2023-10-24 Hyrax Fedora 6 Working Group
Date
Oct 24, 2023(Hybrid meeting at Samvera Connect in Philadelphia)
Participants
@Jon Dunn
@Randall Floyd
@Daniel Pierce
@Juliet Hardesty
@Collin Brittle - notetaker
@Ayoub Belemlih
@Bradley Watson
@Kevin Kochanski
@Emily Porter
@Ben Pennell
@Dan Field
@Rob Kaufman
@Rebekah Kati
@Jeremy Friesen
@Karen Cariani
@tamsin johnson
@Stuart Kenny
Apologies
@Arran Griffith
Goals
Discussion topics
Time | Item | Presenter | Notes |
---|---|---|---|
|
|
| |
|
|
|
|
Notes
Background: use cases doc: https://docs.google.com/document/d/15CPJxVIhriCcnzn2boomfWAJvZ3mwN7KDiPHLvvlS2w/edit?usp=sharing
Daniel presented update on Hyrax-Valkyrie-Fedora 6 work as part of this morning’s Hyrax update.
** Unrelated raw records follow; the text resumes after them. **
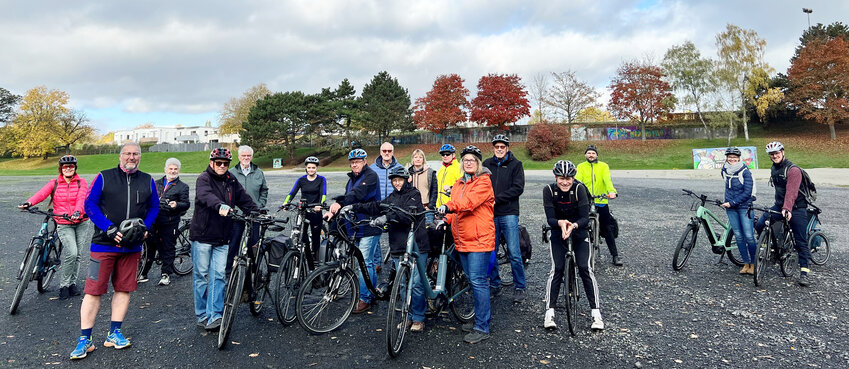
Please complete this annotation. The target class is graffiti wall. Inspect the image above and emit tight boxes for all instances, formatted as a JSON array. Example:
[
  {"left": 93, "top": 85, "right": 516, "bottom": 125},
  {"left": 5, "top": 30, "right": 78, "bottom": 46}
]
[{"left": 693, "top": 146, "right": 758, "bottom": 169}]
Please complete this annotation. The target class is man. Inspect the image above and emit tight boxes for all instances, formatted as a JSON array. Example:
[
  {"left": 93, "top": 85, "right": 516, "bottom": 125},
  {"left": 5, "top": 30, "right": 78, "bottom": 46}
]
[
  {"left": 189, "top": 147, "right": 259, "bottom": 330},
  {"left": 575, "top": 145, "right": 622, "bottom": 266},
  {"left": 71, "top": 143, "right": 159, "bottom": 359},
  {"left": 227, "top": 145, "right": 268, "bottom": 275},
  {"left": 139, "top": 158, "right": 191, "bottom": 286},
  {"left": 755, "top": 141, "right": 812, "bottom": 287},
  {"left": 483, "top": 134, "right": 525, "bottom": 303},
  {"left": 324, "top": 149, "right": 381, "bottom": 314}
]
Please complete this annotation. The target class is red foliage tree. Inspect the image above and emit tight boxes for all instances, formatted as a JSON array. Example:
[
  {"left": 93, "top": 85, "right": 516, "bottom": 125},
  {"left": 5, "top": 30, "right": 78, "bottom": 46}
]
[
  {"left": 413, "top": 74, "right": 469, "bottom": 138},
  {"left": 787, "top": 37, "right": 849, "bottom": 140},
  {"left": 608, "top": 62, "right": 674, "bottom": 141},
  {"left": 469, "top": 74, "right": 531, "bottom": 131}
]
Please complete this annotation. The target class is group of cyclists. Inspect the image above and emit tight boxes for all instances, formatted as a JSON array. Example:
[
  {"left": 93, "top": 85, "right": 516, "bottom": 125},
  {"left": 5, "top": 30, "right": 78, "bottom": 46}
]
[{"left": 19, "top": 135, "right": 810, "bottom": 359}]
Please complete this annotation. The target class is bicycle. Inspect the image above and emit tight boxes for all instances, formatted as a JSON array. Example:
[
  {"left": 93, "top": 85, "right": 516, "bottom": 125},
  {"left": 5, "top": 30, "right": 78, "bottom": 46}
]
[
  {"left": 9, "top": 207, "right": 71, "bottom": 315},
  {"left": 218, "top": 211, "right": 288, "bottom": 350},
  {"left": 672, "top": 189, "right": 743, "bottom": 271}
]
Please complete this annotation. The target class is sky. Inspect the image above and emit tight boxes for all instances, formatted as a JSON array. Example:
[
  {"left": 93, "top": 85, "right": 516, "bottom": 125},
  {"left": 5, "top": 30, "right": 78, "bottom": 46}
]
[{"left": 0, "top": 0, "right": 849, "bottom": 133}]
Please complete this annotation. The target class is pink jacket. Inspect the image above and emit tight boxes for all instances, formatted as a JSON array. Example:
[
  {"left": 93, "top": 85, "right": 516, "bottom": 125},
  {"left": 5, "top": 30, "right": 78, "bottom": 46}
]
[{"left": 27, "top": 174, "right": 88, "bottom": 224}]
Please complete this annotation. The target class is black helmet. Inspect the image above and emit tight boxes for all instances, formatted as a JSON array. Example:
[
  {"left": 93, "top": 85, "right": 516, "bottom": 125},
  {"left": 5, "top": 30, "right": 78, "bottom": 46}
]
[
  {"left": 460, "top": 145, "right": 483, "bottom": 160},
  {"left": 492, "top": 134, "right": 510, "bottom": 146},
  {"left": 387, "top": 165, "right": 410, "bottom": 179},
  {"left": 552, "top": 160, "right": 578, "bottom": 177}
]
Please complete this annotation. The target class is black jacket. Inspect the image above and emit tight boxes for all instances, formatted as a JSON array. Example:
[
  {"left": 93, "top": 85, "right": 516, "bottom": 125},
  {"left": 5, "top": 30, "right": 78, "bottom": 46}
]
[
  {"left": 483, "top": 152, "right": 525, "bottom": 217},
  {"left": 189, "top": 167, "right": 259, "bottom": 246},
  {"left": 156, "top": 177, "right": 192, "bottom": 224}
]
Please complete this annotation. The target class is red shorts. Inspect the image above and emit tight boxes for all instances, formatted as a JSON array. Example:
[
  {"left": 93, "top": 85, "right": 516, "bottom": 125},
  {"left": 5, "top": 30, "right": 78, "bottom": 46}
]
[{"left": 84, "top": 252, "right": 141, "bottom": 296}]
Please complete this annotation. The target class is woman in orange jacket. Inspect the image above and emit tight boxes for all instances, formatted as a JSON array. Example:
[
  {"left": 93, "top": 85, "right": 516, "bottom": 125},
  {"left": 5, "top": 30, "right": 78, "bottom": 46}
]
[{"left": 438, "top": 146, "right": 495, "bottom": 343}]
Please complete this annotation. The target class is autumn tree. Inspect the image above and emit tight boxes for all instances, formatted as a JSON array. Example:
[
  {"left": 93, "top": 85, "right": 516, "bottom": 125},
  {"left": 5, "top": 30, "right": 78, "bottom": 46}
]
[
  {"left": 608, "top": 62, "right": 674, "bottom": 141},
  {"left": 787, "top": 37, "right": 849, "bottom": 140},
  {"left": 469, "top": 74, "right": 531, "bottom": 131},
  {"left": 413, "top": 74, "right": 469, "bottom": 140},
  {"left": 546, "top": 70, "right": 601, "bottom": 123}
]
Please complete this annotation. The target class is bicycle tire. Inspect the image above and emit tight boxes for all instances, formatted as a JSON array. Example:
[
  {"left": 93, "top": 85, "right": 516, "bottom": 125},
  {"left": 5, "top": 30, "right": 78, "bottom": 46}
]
[
  {"left": 386, "top": 264, "right": 413, "bottom": 357},
  {"left": 295, "top": 264, "right": 360, "bottom": 334},
  {"left": 672, "top": 223, "right": 699, "bottom": 271},
  {"left": 808, "top": 231, "right": 831, "bottom": 265},
  {"left": 218, "top": 262, "right": 247, "bottom": 350}
]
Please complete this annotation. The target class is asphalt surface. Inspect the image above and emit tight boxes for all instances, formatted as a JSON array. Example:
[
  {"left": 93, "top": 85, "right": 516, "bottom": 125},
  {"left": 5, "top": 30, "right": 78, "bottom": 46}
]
[{"left": 0, "top": 172, "right": 849, "bottom": 368}]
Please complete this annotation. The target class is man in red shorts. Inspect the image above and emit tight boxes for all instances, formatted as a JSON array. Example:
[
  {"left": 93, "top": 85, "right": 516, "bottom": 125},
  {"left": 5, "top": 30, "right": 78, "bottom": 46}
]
[{"left": 71, "top": 143, "right": 159, "bottom": 359}]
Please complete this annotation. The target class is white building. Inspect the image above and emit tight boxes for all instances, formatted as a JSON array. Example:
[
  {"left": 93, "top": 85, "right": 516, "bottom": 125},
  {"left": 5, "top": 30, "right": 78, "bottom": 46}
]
[{"left": 115, "top": 126, "right": 239, "bottom": 145}]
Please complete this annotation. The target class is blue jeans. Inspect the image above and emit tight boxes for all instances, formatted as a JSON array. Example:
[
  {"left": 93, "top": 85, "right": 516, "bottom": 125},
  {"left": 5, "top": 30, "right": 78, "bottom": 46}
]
[
  {"left": 458, "top": 252, "right": 492, "bottom": 334},
  {"left": 725, "top": 207, "right": 758, "bottom": 264},
  {"left": 192, "top": 241, "right": 227, "bottom": 322},
  {"left": 489, "top": 215, "right": 525, "bottom": 290},
  {"left": 357, "top": 235, "right": 380, "bottom": 303}
]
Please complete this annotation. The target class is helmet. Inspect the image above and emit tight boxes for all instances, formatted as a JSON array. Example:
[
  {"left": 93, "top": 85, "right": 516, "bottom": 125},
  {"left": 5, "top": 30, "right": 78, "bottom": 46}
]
[
  {"left": 209, "top": 147, "right": 233, "bottom": 161},
  {"left": 460, "top": 145, "right": 483, "bottom": 160},
  {"left": 492, "top": 134, "right": 510, "bottom": 146},
  {"left": 725, "top": 146, "right": 743, "bottom": 156},
  {"left": 552, "top": 160, "right": 578, "bottom": 177},
  {"left": 348, "top": 149, "right": 368, "bottom": 160},
  {"left": 766, "top": 141, "right": 784, "bottom": 154},
  {"left": 387, "top": 165, "right": 410, "bottom": 179}
]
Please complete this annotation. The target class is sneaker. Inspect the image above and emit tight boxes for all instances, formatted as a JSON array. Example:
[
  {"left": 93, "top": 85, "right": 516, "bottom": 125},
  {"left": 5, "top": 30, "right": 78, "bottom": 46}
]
[
  {"left": 103, "top": 328, "right": 130, "bottom": 350},
  {"left": 71, "top": 336, "right": 96, "bottom": 360}
]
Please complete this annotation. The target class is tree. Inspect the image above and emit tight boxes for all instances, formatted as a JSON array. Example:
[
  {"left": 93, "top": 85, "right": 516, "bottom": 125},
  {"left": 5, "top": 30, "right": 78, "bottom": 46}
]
[
  {"left": 787, "top": 37, "right": 849, "bottom": 140},
  {"left": 545, "top": 70, "right": 601, "bottom": 123},
  {"left": 608, "top": 62, "right": 674, "bottom": 141},
  {"left": 413, "top": 74, "right": 469, "bottom": 141},
  {"left": 661, "top": 41, "right": 716, "bottom": 140},
  {"left": 360, "top": 71, "right": 415, "bottom": 141},
  {"left": 469, "top": 74, "right": 531, "bottom": 131},
  {"left": 218, "top": 83, "right": 271, "bottom": 135}
]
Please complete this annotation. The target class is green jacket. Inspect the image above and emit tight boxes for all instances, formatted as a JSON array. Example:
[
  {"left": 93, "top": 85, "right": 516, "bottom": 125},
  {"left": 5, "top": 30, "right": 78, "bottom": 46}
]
[{"left": 575, "top": 161, "right": 616, "bottom": 204}]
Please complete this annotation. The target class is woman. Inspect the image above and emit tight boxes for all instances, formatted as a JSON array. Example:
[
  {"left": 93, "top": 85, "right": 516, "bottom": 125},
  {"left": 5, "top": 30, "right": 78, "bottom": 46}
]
[
  {"left": 721, "top": 147, "right": 757, "bottom": 274},
  {"left": 542, "top": 160, "right": 604, "bottom": 330},
  {"left": 18, "top": 155, "right": 94, "bottom": 300},
  {"left": 407, "top": 149, "right": 439, "bottom": 223},
  {"left": 438, "top": 146, "right": 495, "bottom": 343},
  {"left": 283, "top": 156, "right": 327, "bottom": 269}
]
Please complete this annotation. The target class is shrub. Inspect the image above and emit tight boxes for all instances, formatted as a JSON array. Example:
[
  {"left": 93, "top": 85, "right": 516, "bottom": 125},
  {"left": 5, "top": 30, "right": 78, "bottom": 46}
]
[{"left": 525, "top": 123, "right": 571, "bottom": 161}]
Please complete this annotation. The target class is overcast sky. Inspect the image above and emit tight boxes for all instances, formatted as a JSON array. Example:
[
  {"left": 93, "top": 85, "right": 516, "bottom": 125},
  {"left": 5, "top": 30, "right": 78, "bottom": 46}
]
[{"left": 0, "top": 0, "right": 849, "bottom": 133}]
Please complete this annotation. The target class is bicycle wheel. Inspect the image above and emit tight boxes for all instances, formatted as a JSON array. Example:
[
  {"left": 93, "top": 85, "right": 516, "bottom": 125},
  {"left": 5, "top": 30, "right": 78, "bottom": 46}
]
[
  {"left": 672, "top": 224, "right": 699, "bottom": 270},
  {"left": 9, "top": 244, "right": 39, "bottom": 314},
  {"left": 295, "top": 264, "right": 360, "bottom": 334},
  {"left": 386, "top": 264, "right": 413, "bottom": 357},
  {"left": 218, "top": 262, "right": 247, "bottom": 350},
  {"left": 808, "top": 231, "right": 831, "bottom": 265}
]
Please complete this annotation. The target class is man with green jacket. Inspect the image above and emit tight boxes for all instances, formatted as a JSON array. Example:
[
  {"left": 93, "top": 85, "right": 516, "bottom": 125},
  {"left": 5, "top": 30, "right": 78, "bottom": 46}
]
[{"left": 575, "top": 145, "right": 622, "bottom": 266}]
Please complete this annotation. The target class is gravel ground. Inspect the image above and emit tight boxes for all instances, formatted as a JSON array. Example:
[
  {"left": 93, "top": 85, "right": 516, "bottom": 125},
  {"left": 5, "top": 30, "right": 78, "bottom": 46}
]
[{"left": 0, "top": 171, "right": 849, "bottom": 368}]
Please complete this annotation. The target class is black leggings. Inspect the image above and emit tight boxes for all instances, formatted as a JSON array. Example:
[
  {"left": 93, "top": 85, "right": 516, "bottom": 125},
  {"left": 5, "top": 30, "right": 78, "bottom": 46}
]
[{"left": 545, "top": 227, "right": 600, "bottom": 309}]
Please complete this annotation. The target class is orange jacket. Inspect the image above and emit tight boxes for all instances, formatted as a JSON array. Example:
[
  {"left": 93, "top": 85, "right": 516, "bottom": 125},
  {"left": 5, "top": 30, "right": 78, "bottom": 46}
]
[{"left": 445, "top": 168, "right": 495, "bottom": 252}]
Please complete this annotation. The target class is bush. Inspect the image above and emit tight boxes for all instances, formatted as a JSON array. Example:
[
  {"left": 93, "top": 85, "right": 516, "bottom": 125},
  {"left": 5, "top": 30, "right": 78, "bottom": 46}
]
[{"left": 525, "top": 123, "right": 571, "bottom": 161}]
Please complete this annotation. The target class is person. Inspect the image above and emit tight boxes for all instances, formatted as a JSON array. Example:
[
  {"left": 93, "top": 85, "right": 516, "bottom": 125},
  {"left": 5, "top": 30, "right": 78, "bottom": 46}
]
[
  {"left": 407, "top": 149, "right": 439, "bottom": 223},
  {"left": 71, "top": 143, "right": 159, "bottom": 360},
  {"left": 189, "top": 147, "right": 259, "bottom": 330},
  {"left": 542, "top": 160, "right": 604, "bottom": 330},
  {"left": 139, "top": 158, "right": 191, "bottom": 286},
  {"left": 283, "top": 156, "right": 327, "bottom": 269},
  {"left": 720, "top": 147, "right": 757, "bottom": 274},
  {"left": 351, "top": 166, "right": 430, "bottom": 332},
  {"left": 226, "top": 145, "right": 268, "bottom": 275},
  {"left": 575, "top": 145, "right": 623, "bottom": 266},
  {"left": 483, "top": 134, "right": 525, "bottom": 303},
  {"left": 18, "top": 155, "right": 94, "bottom": 300},
  {"left": 755, "top": 141, "right": 813, "bottom": 287},
  {"left": 324, "top": 149, "right": 381, "bottom": 314},
  {"left": 437, "top": 145, "right": 495, "bottom": 343}
]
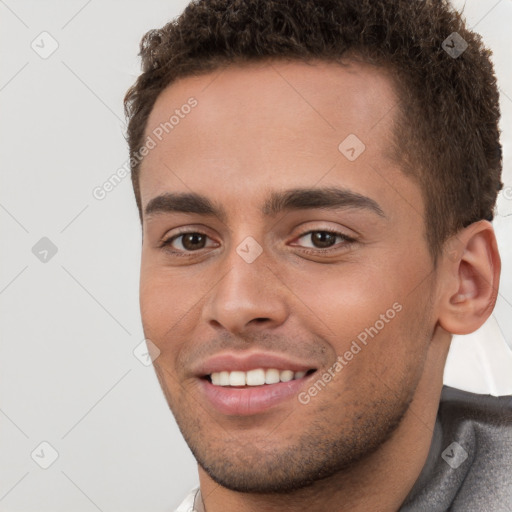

Need to consider a new chair/convener for the WG
Contact Arran Griffith or Dan Field if interested
Two options for metadata storage
Binary storage, first proposed by Oxford, versus text storage
Binary storage is similar to what Valkyrie does
Tamsin mentioned working on producing a graph from Valkyrie, but that needs predicates, text.
Binary JSON would be saved on disk as a file, and returned as a file.
Not as well preserved if a binary blob. Better preservation as triples, as it is human readable.
A JSON (text) file would be better
Postgres adapter is adaptable to use other SQL storage, but is designed to work with Postgres first.
Plan is to implement JSON as a secondary format once the initial work is done.
Need to loop in Metadata IG?
Potential for storing some metadata as binary if there is less interaction with it.
Sirenia exists as a proof of concept, is ready to play with. https://github.com/samvera/hyrax/blob/main/docker-compose-sirenia.yml
May become part of Dev Congress
Would be nice to start doing performance testing.
A nurax-style environment would be helpful - in the works
Issues w/ Hyrax + Fedora 4 start around 4K AF objects in a collection, or 100 filesets in an object (which is around 40K+ objects in Fedora). Can force the issue by limiting the amount of memory that Fedora has.
There is a test script that can be shared.
Can use Bulkrax to script up performance testing
Bulkrax is mostly ready for use with Valkyrie
The representation of fiesets as being part of the work node exacerbates the performance issue
Group should revisit the charter and discuss if changes are necessary given the progress in implementation.
Is migration in-scope-able? SoftServ has a metadata migration adapter (No files, yet).
Largest questions are around representation of binaries in Fedora
Another issue is around pairtree id problem.
Another future topic is Archival Groups
How or if they are created may become a configuration option in the adapter.
Performance differences between atomic and archival versioning? On Dan’s TODO list.
Now working against bare metal, will be working with TACC.
Fedora UI, analytics, user admin are also going to get an overhaul.
How is provenance tracked? It’s not, but that use case has come up for Fedora before.
Hyrax interacts with Fedora as one, anonymous user
Fedora provides a log of actions that could be used as an audit log.
To track provenance effectively, Hyrax would need to change.